The deal was marketed with 4.0x net leverage. The business looked extremely cash generative off marketed 1 January 2021 LTM adjusted EBITDA of GBP 174.3m given it faced GBP 37.4m LTM capex (of which maintenance capex is GBP 15m per year), would face GBP 42.7m pro forma interest and around GBP 10m cash taxes, meaning GBP 84m of free cashflow or 0.5x deleveraging per year.

The group also benefitted from a GBP 141.4m working capital release over the 1 January 2021 LTM period, adding an extra boost to free cashflow. Earnings have received a boost since the onset of the pandemic as more time spent at home appears to have translated into more grocery consumption.
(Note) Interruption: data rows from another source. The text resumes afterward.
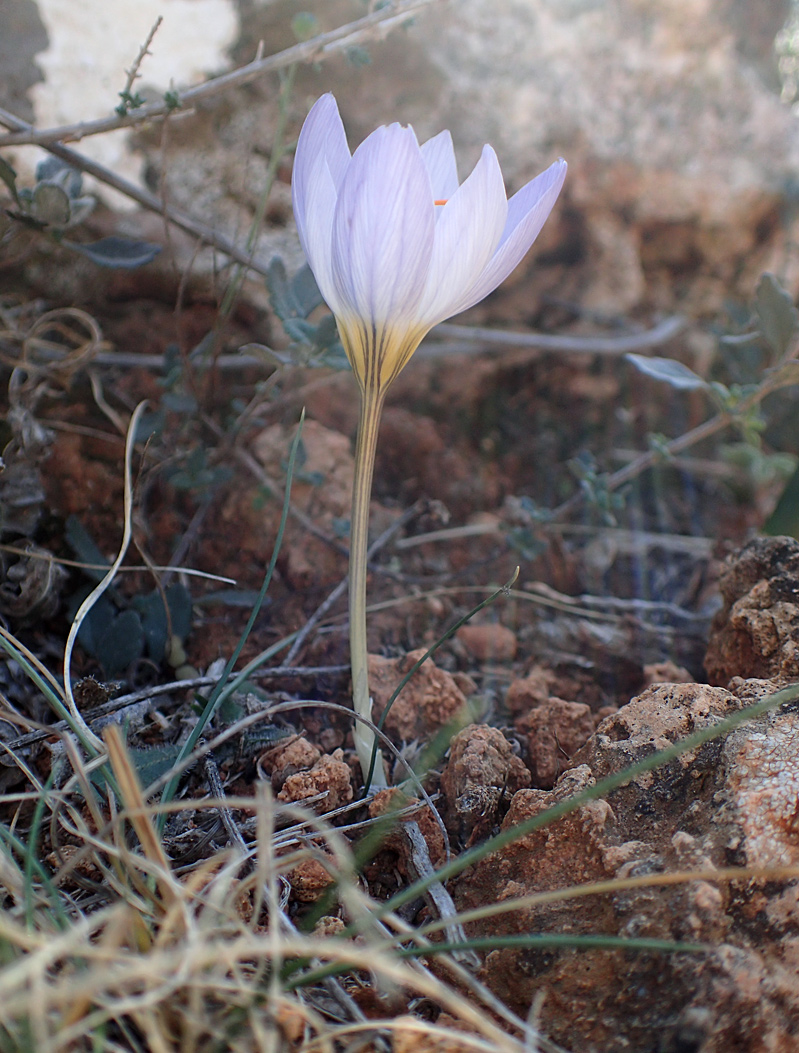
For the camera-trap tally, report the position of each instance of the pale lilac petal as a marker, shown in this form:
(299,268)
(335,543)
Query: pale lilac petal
(526,214)
(467,232)
(316,231)
(438,155)
(383,229)
(322,135)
LTM 1 January 2021 adjusted EBITDA of GBP 174.3m is up versus GBP 133.7m at LTM 30 March 2020 and GBP 140.1m at LTM 30 March 2019.

Iceland is the second-largest UK retailer of frozen food with a 17.2% market share as of 27 December 2020 (as per chart from bond prospectus below). It is the market leader in several frozen food categories.

The Iceland GBP 250m 4.375% senior secured 2028s are indicated below the par reoffer price at 99-mid with a 4.5% yield while the Iceland five-year CDS is indicated at 418bps-mid versus around 352bps-mid on 11 February, according to Markit.

“The ESG doesn’t look great, and they have kept cash not to improve staff wages but rather to fund the restaurant expansion,” a third buysider noted. “Iceland have had increased tailwinds from more in-house consumption, and this could subside if vaccinations go to plan while the grocery market is increasingly competitive, meaning bond spreads could widen.”